During the data collection process, one student would take the prism rod and move about as instructed by Dr. Hupy and the other student would aim the viewer on the total station to line up with the circular portion of the prism, trying to get the cross hairs as central of the total station as centered to the middle of the prism as possible.  When lined up, the student running the total station would tell professor Hupy, and using the Tesla handheld unit (which is connected via Bluetooth to the total station) would command the total station to record/save the information in the the Tesla's memory memory.

Processing Data in ESRI

From the data collected by all the groups, a text file was created containing the UTM easting, northings, and elevation values collected during the time in the field.  With that data, students were to input that data into ArcMap and interpolate it into a raster format using any method they so desired.  Before this was done, the text file was converted into a table and all extra fields other than an ID, X, Y and Z field were deleted.  Once that was complete, the table was exported into a geodatabase and turned into point features using the XY to point tool.  

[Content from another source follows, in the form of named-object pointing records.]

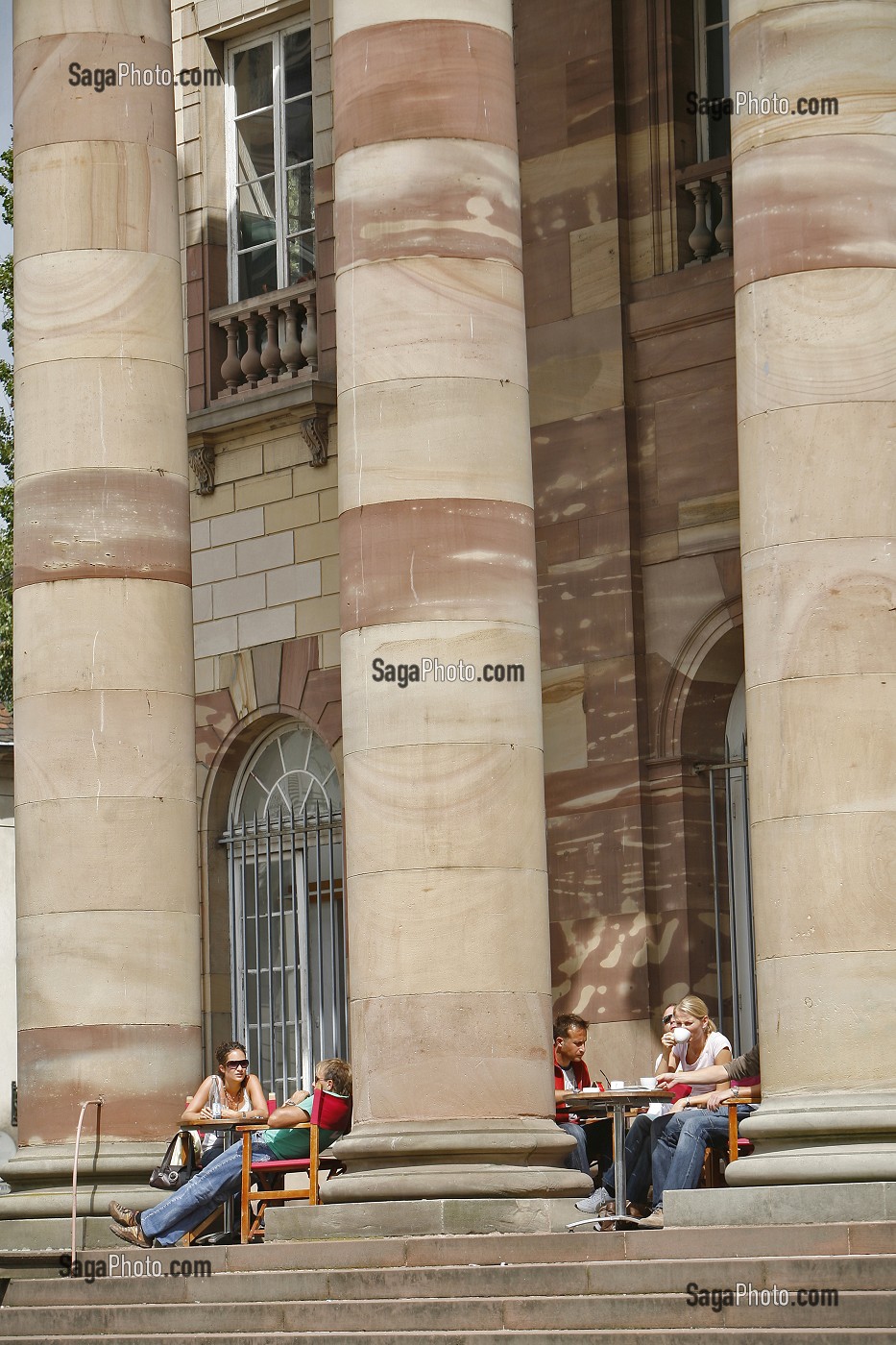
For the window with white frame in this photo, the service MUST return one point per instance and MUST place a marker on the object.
(271, 163)
(711, 58)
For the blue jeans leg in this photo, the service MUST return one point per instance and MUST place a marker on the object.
(579, 1156)
(184, 1208)
(678, 1159)
(640, 1150)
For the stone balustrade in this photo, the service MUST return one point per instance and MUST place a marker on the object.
(709, 188)
(271, 339)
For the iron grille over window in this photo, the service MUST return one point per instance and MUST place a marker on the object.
(287, 925)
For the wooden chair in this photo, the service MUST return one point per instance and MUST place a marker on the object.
(738, 1145)
(327, 1113)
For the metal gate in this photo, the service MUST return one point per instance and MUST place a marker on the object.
(287, 921)
(732, 896)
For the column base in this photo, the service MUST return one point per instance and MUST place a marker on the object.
(837, 1137)
(455, 1160)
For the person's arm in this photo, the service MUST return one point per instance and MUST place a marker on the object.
(257, 1099)
(715, 1099)
(747, 1065)
(292, 1113)
(708, 1075)
(198, 1109)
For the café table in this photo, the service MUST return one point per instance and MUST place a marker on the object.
(590, 1100)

Now that the data has been turned into a feature class, the points elevation values can be used to create a surface raster.  The Interpolation method that was used was IDW interpolation.  Once complete, the data was manipulated to show relevant significant digits and symbolized in a way that best represents changing elevation.  

Results

The resulting raster shows how the landscape around the Little Niagara Creek slopes down until eventually meeting the water. Figure 4 below shows the raster created that represents the elevation changes within the AOI.

Figure 4: Map showing elevation survey of a portion of Little Niagara Creek's Bank 

Discussion 

Despite this lab being a good introduction to the methods and techniques associated with conducting land surveys, there are a couple of discrepancies associated with the data collected.  The data indicates that the landscape is more or less a sink hole rather than a continuous bank that converges onto a creek.  The data is displayed as such because of obstacles on the both the eastern and western edges of the AOI that prevented students from taking point locations of the ground. To the west, there is a good bridge that hangs low over the water that blocks students from getting a reading of the ground height near the waters edge.  To the east, thick brush covers the ground until it eventually runs the land around the creek converges to a very small strip of land between the Phillips science hall and the creek itself.  Because no/few points were taken near these edge locations, the interpolation of the raster aggregates the higher elevation values from the more open areas further away  from the bank, thus producing the perceived sink whole seen in the raster created.

In terms of the survey set up, this survey only employed the use of 3 back points relative to the occupied point.  In actual survey, this would not be acceptable as there needs to be a much more wide range of points.  So although the survey yielded data that produced points that overall showed lower elevation near the creek and higher elevation away from it, its hard to comment on the accuracy of each point in the X/Y direction because so few back points were used to orientate the total station.  Had more points, there would be much more confidence in the accuracy of the data. 

Conclusion 

Becoming familiar with such a highly accurate technology is a very valuable skill to have for ones geospatial tool kit as surveying work can become a very useful tool to have.  Some times a GPS unit will not have the triangulation capabilities to locate itself over and and over again in the field, and by using this equipment, a full survey can be conducted using angles and distances from a single known point, allowing for collection to occur in hard to collect places where triangulation would otherwise be difficult, thus making traditional methods of simply collecting points with a GPS unit be impossible to do.